70 jaar Loosduinse groente-veilingen

24 juni t/m 16 december 2017

Booming was de tuinbouw in Loosduinen in het laatste kwart van de 19e eeuw. De oppervlakte aan tuinen steeg van 100 ha. in 1870, naar 280 ha. in 1905. Ook het telen zelf veranderde ingrijpend. Werd vroeger de tuinbouw uitgeoefend in de volle grond, in de jaren na 1880 werd razend snel overgeschakeld op het telen onder glas. De productie van groenten en fruit nam fors toe.  Aan de afzetkant was alles nog bij het oude gebleven. De tuinder kon zijn oogst zelf verkopen op de Haagse markt, meegeven in consignatie met een koopman of een leveringscontract afsluiten met een koopman. De marktpositie van de Loosduinse tuinder hield niet over. Om hierin verbetering te brengen stak een aantal tuinders de hoofden bij elkaar en besloot, naar het voorbeeld in Noord Holland, het avontuur van een veiling in Loosduinen aan te gaan. Op 17 november 1899 stichtten 46 tuinders de Loosduinsche Groentenveiling (L.G.V.) en op 10 april 1900 werd de eerste veiling gehouden. Maar oude gebruiken zijn niet direct de wereld uit. Veel tuinders verkochten een gedeelte van hun oogst onderhands en niet via de veiling. Het bestuur van de veiling gaf  het goede voorbeeld. Zij verkochten al hun komkommers via de veiling en 21 leden sloten hierbij aan. Het verplicht veilen bleef een heikel punt.  Zelfs zo dat in het jaar 1901 een groep tuinders de Vrije Veiling Loosduinen oprichtte.

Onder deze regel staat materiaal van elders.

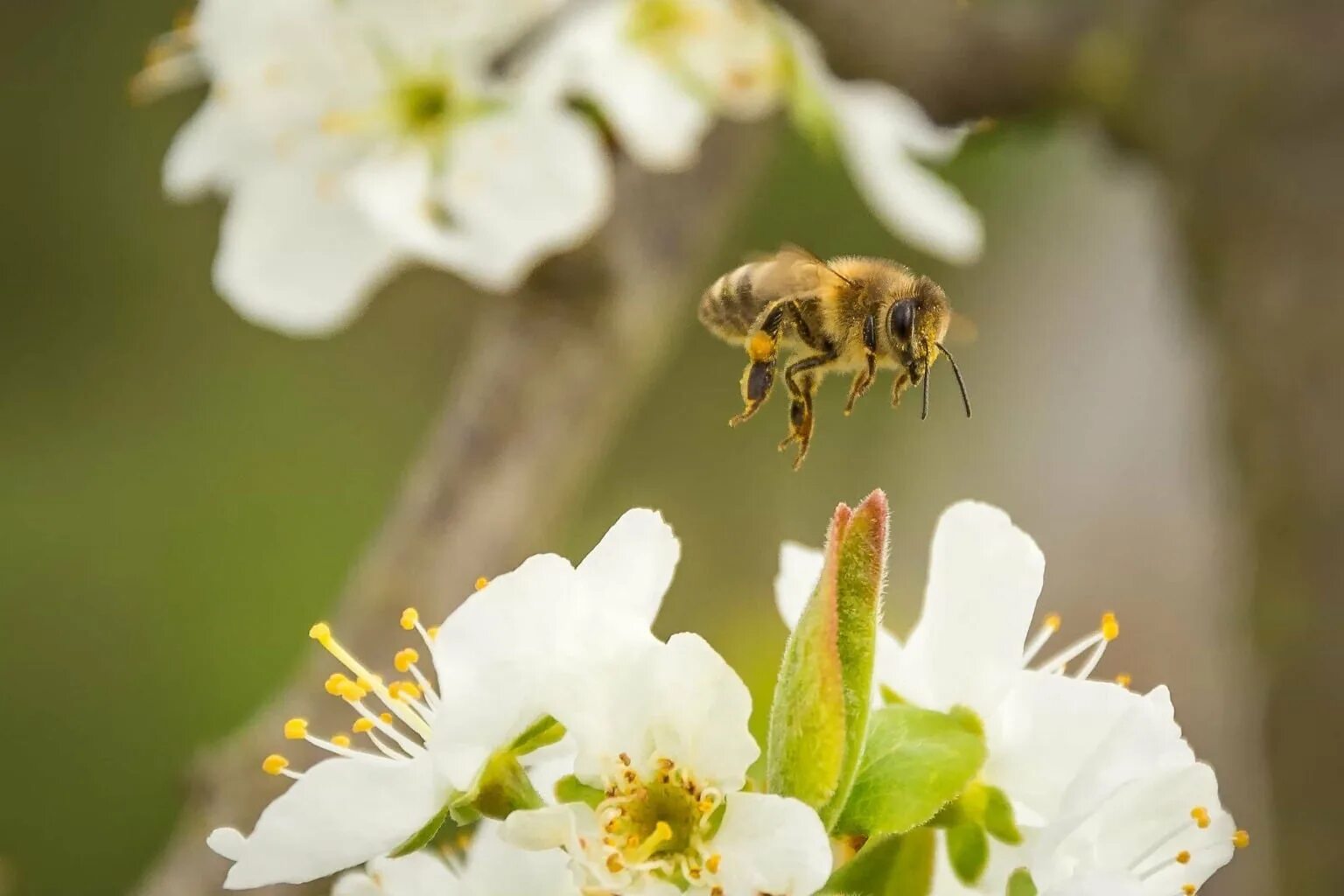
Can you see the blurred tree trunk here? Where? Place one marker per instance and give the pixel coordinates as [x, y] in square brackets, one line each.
[527, 419]
[1238, 102]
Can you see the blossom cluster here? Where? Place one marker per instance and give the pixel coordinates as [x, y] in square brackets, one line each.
[356, 136]
[542, 740]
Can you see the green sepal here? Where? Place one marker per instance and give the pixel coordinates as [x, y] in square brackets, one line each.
[892, 865]
[503, 788]
[571, 790]
[968, 850]
[915, 763]
[822, 700]
[543, 732]
[1020, 884]
[425, 836]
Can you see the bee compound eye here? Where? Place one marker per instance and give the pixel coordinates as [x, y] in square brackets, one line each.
[902, 320]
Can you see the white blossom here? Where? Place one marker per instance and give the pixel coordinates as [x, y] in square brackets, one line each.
[498, 662]
[662, 70]
[354, 137]
[1060, 746]
[662, 732]
[491, 868]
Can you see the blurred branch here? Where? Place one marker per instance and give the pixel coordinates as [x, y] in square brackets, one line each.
[529, 414]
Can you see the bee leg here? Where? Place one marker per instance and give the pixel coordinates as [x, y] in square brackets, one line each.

Maar op de tweede jaarvergadering in december 1901 besloten de leden van de Loosduinsche Groentenveiling ( L.G.V.)  het verplicht veilen in te voeren. Gestart werd met groene komkommers, peen en bloemkool en na een aantal jaren was het verplicht de totale oogst via de veiling te laten lopen. De L.G.V. was de eerste veiling in Nederland waar de leden verplicht waren te veilen. De basis voor een gezonde groei was gelegd. In het jaar 1909 was de omzet  f.1.196.424,78. De veiling was de grootste in Nederland.

In het jaar 1919 splitste een deel van de L.G.V. zich af en richtte de Coöperatieve Groentenveiling op. Dit deed het nodige stof opwaaien. Er lagen persoonlijke conflicten aan ten grondslag; gekleurd met religieuze achtergronden. De Vrije Veiling sloot zich bij de  “Coöperatief” aan. De L.G.V. en de  Coöperatieve veiling waren beide min of meer even groot. Tussen de twee veilingen bleef altijd een spanningsveld bestaan. Alleen bij conflicten met de kooplieden werd er samengewerkt.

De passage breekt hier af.